Neues Sexualstrafrecht: Es darf wieder gefummelt werden
Auch Bikinifotos unter Jugendlichen werden künftig nicht mit Knast bedroht: Die große Koalition entschärft ihren Gesetzesentwurf zum Sexualstrafrecht.
BERLIN taz Heimliches Fummeln im Kino, ein zärtlicher Kuss im Hinterhof - Jugendliche machen sich durch sexuelle Experimentierfreudigkeit künftig doch nicht strafbar. Die große Koalition hat ihre Pläne zum Sexualstrafrecht entschärft. Dies bestätigte der rechtspolitische Sprecher der Unionsfraktion, Jürgen Gehb, der taz.
"Einem sozial adäquaten, alltagstypischen Verhalten darf nicht mit dem schärfsten Schwert unserer Rechtsordnung, der Kriminalstrafe, begegnet werden", sagte Gehb. Zuvor hatten sich die Rechtsexperten der großen Koalition und Justizministerin Brigitte Zypries (SPD) auf eine Änderung ihres ursprünglichen Gesetzesentwurfs geeinigt.
Denn der hatte es in sich. Jugendliche unter 18 Jahren hätten demnach künftig bestraft werden können, wenn sie andere Jugendliche durch Geld oder Geschenke zu sexuellen Handlungen motivieren. Bisher sind in Paragraf 182 des Strafgesetzbuches aber nur sexuelle Handlungen mit Jugendlichen "unter 16" erfasst. Anlass für die geplante Änderung im Jugendstrafrecht war ein Rahmenbeschluss der Europäischen Union aus dem Jahr 2006.

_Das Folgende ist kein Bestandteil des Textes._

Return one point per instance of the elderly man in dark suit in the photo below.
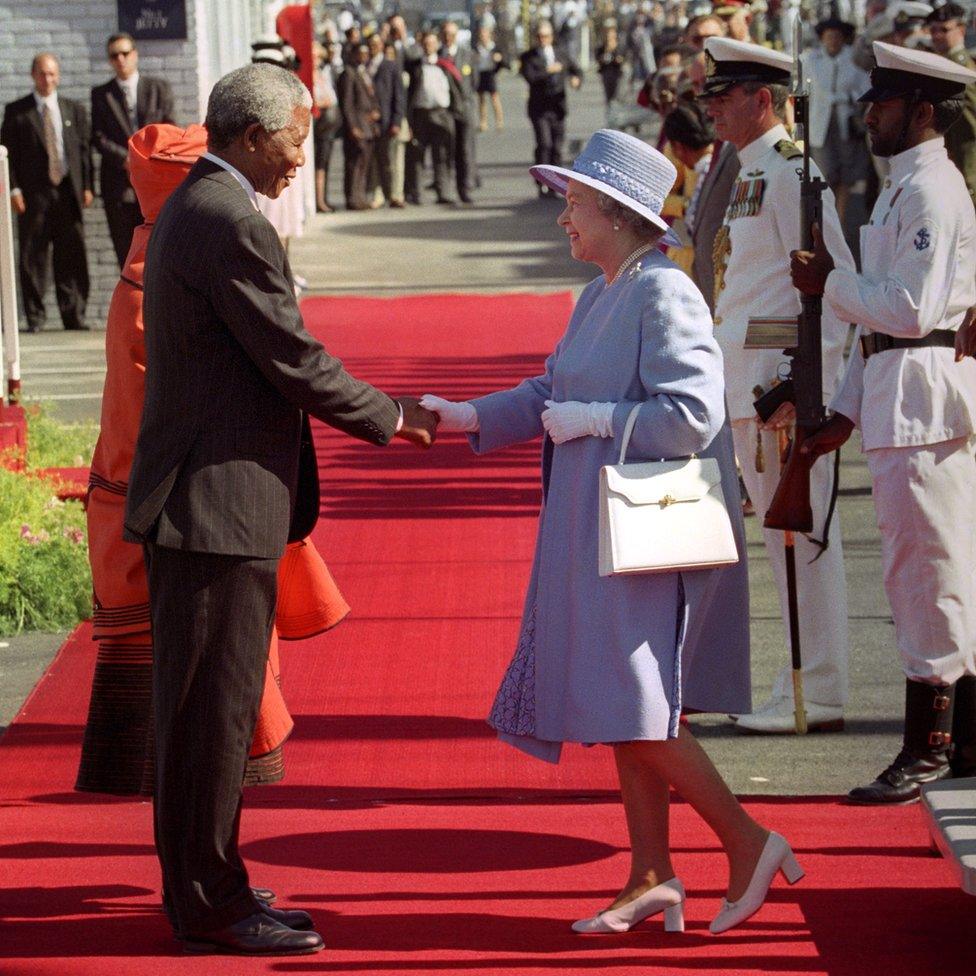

Der Entwurf hatte nicht nur die Opposition aufgebracht. Auch Sexualexperten und Juristen schäumten. Denn theoretisch hätte sich nach der neuen Regelung ein 17-Jähriger schon strafbar machen können, wenn er seine Freundin ins Kino einlädt und sie dort dann küsst und streichelt - die Kinoeinladung wäre dann als Bezahlung für sexuelle Handlung betrachtet worden. Es drohten Geldstrafe oder Haft bis zu fünf Jahren. "Ein Rückfall in den Puritanismus der 50er-Jahre", kritisierte im Dezember der grüne Rechtspolitiker Jerzy Montag in der taz.
Jetzt haben die Rechtspolitiker den Entwurf alltagstauglicher gemacht. Demnach muss ein jugendlicher Täter nur dann eine Strafe befürchten, wenn er eine Zwangslage des Opfers bewusst ausnutzt. Heftig umstritten war auch ein zweiter Punkt, der jetzt abgeschwächt wurde: die geplante Regelung zu pornografischen Schriften, nach der die Darstellung sexueller Handlungen mit Jugendlichen generell verboten werden sollte. Im alten Gesetzesentwurf wurde nicht zwischen Kinder- und Jugendpornografie unterschieden: Damit wäre es für das Strafmaß egal, ob man anzügliche Bilder einer Dreijährigen oder einer 15-Jährigen anfertigt. "Als Opfer werden Jugendliche mit Kindern, als Täter dagegen mit Erwachsenen gleichgesetzt", so ein Sexualexperte damals.
Im überarbeiteten Gesetz gilt jetzt wieder ein unterschiedliches Strafmaß für pornografische Abbildungen von Kindern und Jugendlichen. "Im Vergleich zu der Strafbarkeit bei kinderpornografischen Schriften" seien jetzt "niedrigere Strafdrohungen" vorgesehen, heißt es im Entwurf. Und Minderjährige bleiben komplett straffrei, wenn sie "Jugendpornografisches" mit Einwilligung der Betroffen anfertigen oder verbreiten: Ein 15-Jähriger darf also von seiner gleichaltrigen Freundin Bikinifotos machen, ohne dass er das Einschreiten der Staatsanwaltschaft fürchten muss.
Für die Opposition ist das zumindest ein Schritt nach vorn. FDP-Fraktionsgeschäftsführer Jörg van Essen begrüßte die Einigung, dass das Mindestalter des Täters wieder 18 Jahre betragen müsse: "Es war völlig unverständlich, warum der Gesetzentwurf der Koalition eine Aufhebung des Täteralters beim sexuellen Missbrauch vorsah."
Jetzt muss nur noch der Rechtsausschuss die Änderungen absegnen. Das könne noch vor der Sommerpause geschehen, hieß es.